Al 4.000 aanmeldingen voor gastlessen Bank voor de klas
Bijna 4.000 bankmedewerkers hebben zich al aangemeld om tijdens de Week van het geld gastlessen te verzorgen aan kinderen van groep 6, 7 en 8 van het basisonderwijs. Als gastdocent geeft de bankmedewerker samen met de leraar van de klas een les over de vele aspecten van geld en omgaan met geld. Van 14 t/m 18 maart 2016 vindt voor de zesde keer de Week van het geld plaats. Met de vorige editie werden in 4.500 gastlessen ongeveer 140.000 kinderen in het basisonderwijs bereikt.

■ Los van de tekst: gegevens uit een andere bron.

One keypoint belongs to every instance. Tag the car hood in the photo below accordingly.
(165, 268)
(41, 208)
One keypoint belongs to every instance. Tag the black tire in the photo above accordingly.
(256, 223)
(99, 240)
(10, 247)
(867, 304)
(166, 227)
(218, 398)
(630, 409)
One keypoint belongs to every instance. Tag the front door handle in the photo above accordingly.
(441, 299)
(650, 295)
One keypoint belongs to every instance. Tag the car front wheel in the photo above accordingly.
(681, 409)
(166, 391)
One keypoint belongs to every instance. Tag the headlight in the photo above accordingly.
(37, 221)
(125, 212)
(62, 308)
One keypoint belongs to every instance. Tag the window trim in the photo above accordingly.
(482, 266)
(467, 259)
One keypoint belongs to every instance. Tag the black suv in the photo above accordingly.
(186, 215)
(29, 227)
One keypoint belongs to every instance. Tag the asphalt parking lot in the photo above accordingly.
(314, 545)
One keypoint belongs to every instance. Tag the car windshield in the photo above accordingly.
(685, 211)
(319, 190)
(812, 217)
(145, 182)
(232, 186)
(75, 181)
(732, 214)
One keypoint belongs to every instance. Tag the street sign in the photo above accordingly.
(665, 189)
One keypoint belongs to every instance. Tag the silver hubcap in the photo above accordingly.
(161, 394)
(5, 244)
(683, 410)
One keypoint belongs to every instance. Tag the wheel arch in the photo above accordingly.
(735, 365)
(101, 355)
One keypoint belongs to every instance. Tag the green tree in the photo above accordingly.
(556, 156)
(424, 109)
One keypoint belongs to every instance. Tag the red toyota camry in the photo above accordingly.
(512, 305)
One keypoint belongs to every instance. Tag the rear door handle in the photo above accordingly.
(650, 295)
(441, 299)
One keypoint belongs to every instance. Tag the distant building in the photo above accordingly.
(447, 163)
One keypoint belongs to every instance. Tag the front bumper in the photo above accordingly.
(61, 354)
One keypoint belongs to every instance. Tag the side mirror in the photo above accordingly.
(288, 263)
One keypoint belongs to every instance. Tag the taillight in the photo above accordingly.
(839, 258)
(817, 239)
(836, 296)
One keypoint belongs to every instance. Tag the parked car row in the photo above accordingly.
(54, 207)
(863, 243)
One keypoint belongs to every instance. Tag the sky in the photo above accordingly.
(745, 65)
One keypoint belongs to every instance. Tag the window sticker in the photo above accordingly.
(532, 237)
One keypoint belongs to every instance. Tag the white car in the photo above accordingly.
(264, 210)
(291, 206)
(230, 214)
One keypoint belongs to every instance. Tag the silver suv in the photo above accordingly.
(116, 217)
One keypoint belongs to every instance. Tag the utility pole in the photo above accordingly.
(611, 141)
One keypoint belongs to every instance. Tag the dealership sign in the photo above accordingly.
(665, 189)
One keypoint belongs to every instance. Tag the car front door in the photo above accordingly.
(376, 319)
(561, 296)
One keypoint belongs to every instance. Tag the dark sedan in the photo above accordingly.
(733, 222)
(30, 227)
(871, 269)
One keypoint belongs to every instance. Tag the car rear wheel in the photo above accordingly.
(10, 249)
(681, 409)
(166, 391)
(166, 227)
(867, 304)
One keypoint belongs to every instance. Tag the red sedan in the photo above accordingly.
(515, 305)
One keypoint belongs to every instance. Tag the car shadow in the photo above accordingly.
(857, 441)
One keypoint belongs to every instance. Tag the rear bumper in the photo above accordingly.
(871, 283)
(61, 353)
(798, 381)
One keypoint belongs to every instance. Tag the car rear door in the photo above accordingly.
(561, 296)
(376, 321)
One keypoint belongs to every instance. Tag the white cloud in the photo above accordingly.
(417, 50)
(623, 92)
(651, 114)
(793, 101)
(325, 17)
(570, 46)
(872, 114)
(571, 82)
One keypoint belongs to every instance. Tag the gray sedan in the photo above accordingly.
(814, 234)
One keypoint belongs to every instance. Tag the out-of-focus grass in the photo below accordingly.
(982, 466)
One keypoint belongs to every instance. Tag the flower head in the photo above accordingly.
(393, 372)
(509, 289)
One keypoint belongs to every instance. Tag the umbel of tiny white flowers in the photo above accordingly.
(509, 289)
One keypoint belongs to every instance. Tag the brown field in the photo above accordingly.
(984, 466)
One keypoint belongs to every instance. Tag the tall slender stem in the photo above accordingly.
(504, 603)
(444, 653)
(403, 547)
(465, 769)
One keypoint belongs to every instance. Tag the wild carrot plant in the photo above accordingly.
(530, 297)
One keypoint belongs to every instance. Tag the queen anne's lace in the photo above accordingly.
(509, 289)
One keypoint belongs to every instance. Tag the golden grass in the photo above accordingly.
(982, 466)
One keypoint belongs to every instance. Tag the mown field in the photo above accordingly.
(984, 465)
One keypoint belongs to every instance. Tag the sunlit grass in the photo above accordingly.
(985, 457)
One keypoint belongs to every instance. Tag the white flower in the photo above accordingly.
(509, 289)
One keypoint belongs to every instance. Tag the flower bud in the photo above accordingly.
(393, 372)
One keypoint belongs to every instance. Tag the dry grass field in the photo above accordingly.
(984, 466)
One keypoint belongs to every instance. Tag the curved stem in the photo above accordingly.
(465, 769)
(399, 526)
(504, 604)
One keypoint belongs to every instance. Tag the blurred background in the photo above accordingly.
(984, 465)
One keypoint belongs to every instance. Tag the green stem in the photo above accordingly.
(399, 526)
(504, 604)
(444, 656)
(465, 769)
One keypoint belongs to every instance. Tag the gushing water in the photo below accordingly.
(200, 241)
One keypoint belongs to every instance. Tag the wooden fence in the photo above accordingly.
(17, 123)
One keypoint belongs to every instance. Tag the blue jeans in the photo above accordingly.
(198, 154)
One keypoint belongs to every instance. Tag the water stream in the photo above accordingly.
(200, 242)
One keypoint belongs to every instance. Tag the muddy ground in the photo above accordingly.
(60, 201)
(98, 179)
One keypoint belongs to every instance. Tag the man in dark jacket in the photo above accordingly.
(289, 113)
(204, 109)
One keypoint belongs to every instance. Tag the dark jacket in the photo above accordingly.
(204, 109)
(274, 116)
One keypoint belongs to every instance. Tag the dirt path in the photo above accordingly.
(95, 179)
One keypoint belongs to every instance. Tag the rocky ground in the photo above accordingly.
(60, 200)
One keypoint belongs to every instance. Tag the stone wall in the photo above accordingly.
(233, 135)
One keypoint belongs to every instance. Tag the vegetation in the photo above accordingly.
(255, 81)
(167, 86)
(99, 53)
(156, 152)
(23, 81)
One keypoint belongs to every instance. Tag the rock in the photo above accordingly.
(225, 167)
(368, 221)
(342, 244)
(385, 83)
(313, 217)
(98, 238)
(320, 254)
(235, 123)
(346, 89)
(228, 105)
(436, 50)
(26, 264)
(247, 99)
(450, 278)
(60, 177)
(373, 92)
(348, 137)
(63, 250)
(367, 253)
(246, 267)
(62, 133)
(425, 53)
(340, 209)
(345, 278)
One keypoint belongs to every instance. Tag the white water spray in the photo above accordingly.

Belang van financiële educatie is groot
Jongeren krijgen steeds meer financiële verantwoordelijkheid. Lenen begint vaak al vroeg, schulden vormen voor jongeren een toenemend probleem. Daarin moeten ze begeleid worden, aldus de Nederlandse Verenging van Banken. In de eerste plaats thuis, maar ook op school kan financiële educatie kinderen ondersteunen. Zo wordt de basis gelegd voor financiële zelfredzaamheid op latere leeftijd.

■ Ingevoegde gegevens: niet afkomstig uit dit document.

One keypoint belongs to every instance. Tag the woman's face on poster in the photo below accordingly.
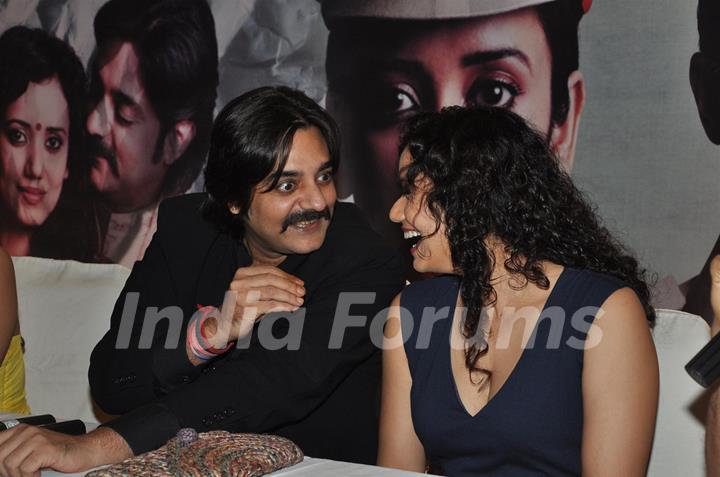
(411, 66)
(34, 153)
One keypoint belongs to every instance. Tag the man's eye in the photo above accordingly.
(285, 186)
(16, 137)
(393, 100)
(492, 92)
(53, 143)
(122, 118)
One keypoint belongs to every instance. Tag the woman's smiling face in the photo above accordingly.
(429, 244)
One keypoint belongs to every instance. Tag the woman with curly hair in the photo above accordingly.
(530, 353)
(44, 185)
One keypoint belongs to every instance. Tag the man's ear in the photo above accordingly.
(177, 140)
(234, 208)
(704, 77)
(564, 136)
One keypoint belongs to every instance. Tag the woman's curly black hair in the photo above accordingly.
(494, 176)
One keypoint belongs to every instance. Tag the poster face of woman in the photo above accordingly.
(33, 153)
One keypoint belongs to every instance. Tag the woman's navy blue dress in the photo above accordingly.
(533, 425)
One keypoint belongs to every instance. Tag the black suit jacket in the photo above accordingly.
(326, 400)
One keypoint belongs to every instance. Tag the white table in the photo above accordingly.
(311, 467)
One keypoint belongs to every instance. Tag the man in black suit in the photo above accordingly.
(267, 237)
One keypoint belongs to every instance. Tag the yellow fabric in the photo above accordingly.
(12, 379)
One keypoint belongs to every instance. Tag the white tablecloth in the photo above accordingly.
(312, 468)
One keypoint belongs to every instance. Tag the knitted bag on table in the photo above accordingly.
(210, 454)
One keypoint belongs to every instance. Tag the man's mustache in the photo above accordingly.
(305, 216)
(99, 149)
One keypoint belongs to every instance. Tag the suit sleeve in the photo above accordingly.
(266, 389)
(132, 366)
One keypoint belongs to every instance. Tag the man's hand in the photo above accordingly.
(25, 450)
(715, 293)
(258, 290)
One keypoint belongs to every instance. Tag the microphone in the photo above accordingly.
(704, 367)
(73, 428)
(33, 420)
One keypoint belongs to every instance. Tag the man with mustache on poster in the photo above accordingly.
(705, 83)
(390, 59)
(703, 291)
(269, 232)
(154, 76)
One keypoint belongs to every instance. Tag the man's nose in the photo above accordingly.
(450, 95)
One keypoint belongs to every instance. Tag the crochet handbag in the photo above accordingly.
(210, 454)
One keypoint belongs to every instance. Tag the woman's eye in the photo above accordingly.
(285, 186)
(392, 100)
(492, 92)
(54, 143)
(16, 137)
(123, 116)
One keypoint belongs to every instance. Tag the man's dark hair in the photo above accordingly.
(494, 176)
(709, 27)
(177, 52)
(250, 144)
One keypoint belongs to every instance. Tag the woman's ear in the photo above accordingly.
(564, 136)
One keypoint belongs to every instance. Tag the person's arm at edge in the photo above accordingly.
(25, 450)
(399, 446)
(8, 298)
(620, 389)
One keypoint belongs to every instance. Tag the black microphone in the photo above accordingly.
(704, 367)
(74, 428)
(33, 420)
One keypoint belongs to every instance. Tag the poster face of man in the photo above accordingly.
(125, 131)
(402, 67)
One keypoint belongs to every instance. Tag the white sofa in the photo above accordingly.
(65, 308)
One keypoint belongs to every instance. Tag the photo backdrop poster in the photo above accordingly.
(623, 120)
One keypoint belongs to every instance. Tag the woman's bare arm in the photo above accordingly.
(620, 390)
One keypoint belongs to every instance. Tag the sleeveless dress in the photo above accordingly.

Impressie Bank voor de klas 2015
Ook vorig jaar gaven duizenden enthousiaste bankmedewerkers financiële gastlessen op basisscholen in heel Nederland. In 2015 waren het 4.500 bankmedewerkers die ruim 140.000 basisschoolleerlingen verzorgden. In onderstaande video een impressie van 2015.
Cash Quiz
De Cash Quiz staat centraal in de gastlessen. Leerlingen strijden in teams tegen elkaar en krijgen vragen over omgaan met geld. Een gastles duurt 90 minuten. Aanmelden als gastdocent doe je hier.

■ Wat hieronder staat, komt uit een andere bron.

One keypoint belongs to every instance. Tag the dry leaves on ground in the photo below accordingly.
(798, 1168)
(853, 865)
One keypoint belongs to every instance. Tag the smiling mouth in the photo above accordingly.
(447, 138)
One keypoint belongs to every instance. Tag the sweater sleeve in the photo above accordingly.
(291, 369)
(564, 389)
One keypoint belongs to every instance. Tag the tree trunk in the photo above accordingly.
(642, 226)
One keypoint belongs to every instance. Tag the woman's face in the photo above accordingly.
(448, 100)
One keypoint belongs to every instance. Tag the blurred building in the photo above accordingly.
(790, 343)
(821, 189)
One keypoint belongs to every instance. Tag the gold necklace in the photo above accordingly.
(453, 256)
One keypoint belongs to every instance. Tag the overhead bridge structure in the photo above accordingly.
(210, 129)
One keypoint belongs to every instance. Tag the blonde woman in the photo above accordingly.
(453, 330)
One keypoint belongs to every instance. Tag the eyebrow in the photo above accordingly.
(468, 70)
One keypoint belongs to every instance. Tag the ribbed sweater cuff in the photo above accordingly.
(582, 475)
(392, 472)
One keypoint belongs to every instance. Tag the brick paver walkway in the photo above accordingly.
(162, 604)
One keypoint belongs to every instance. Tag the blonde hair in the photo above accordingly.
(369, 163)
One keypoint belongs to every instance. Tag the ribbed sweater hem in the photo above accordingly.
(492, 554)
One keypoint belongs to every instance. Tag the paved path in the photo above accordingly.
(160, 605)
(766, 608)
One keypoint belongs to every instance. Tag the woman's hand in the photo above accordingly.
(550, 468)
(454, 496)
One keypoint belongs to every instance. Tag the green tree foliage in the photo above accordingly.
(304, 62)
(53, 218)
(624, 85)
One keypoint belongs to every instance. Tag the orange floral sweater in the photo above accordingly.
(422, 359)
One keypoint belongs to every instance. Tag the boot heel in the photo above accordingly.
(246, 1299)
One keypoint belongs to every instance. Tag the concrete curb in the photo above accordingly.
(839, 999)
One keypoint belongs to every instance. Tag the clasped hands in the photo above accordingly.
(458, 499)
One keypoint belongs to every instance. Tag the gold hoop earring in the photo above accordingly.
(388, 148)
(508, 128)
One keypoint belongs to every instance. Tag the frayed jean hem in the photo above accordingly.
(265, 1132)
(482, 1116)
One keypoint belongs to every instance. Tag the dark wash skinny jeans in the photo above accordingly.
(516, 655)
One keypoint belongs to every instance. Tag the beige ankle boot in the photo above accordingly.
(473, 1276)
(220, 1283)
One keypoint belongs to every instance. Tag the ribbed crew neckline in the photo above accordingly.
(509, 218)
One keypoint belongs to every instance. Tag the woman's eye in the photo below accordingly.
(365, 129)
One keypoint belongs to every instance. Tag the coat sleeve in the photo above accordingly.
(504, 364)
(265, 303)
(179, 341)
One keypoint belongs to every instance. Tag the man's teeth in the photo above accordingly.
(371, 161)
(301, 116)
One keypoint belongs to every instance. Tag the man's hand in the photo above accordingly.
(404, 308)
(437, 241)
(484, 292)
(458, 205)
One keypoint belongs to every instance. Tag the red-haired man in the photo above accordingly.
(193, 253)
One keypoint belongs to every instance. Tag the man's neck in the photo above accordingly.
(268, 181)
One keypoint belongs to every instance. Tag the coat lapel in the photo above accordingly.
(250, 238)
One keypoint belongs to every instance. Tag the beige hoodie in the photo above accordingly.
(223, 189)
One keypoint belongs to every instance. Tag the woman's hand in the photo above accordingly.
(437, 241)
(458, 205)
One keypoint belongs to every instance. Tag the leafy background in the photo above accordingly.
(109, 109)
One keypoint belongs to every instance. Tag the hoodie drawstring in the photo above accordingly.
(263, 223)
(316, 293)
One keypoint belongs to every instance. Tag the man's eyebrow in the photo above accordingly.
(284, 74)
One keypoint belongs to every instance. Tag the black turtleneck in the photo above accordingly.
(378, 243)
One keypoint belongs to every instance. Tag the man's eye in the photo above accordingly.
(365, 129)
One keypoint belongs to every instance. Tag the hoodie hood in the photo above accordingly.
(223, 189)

De leraar krijgt Cash Quiz na afloop cadeau, zodat hij of zij het spel nog eens met de klas kan spelen. De Cash Quiz is een actuele aanvulling op bestaand lesmateriaal en de klas kan het spel het hele schooljaar door gebruiken.
Effect gastlessen
Leerlingen in het basisonderwijs hebben baat bij de gastlessen die bankmedewerkers geven tijdens de Week van het geld. Dat blijkt uit een evaluatie die het Nibud en de Hogeschool Utrecht in mei 2014 uitvoerden naar het effect van de lessen. Al na één gastles wist tweederde van de leerlingen meer over geldzaken dan daarvoor. Voor de les beantwoordden leerlingen gemiddeld 54% van de vragen goed, na de les was dat percentage gestegen naar 65%.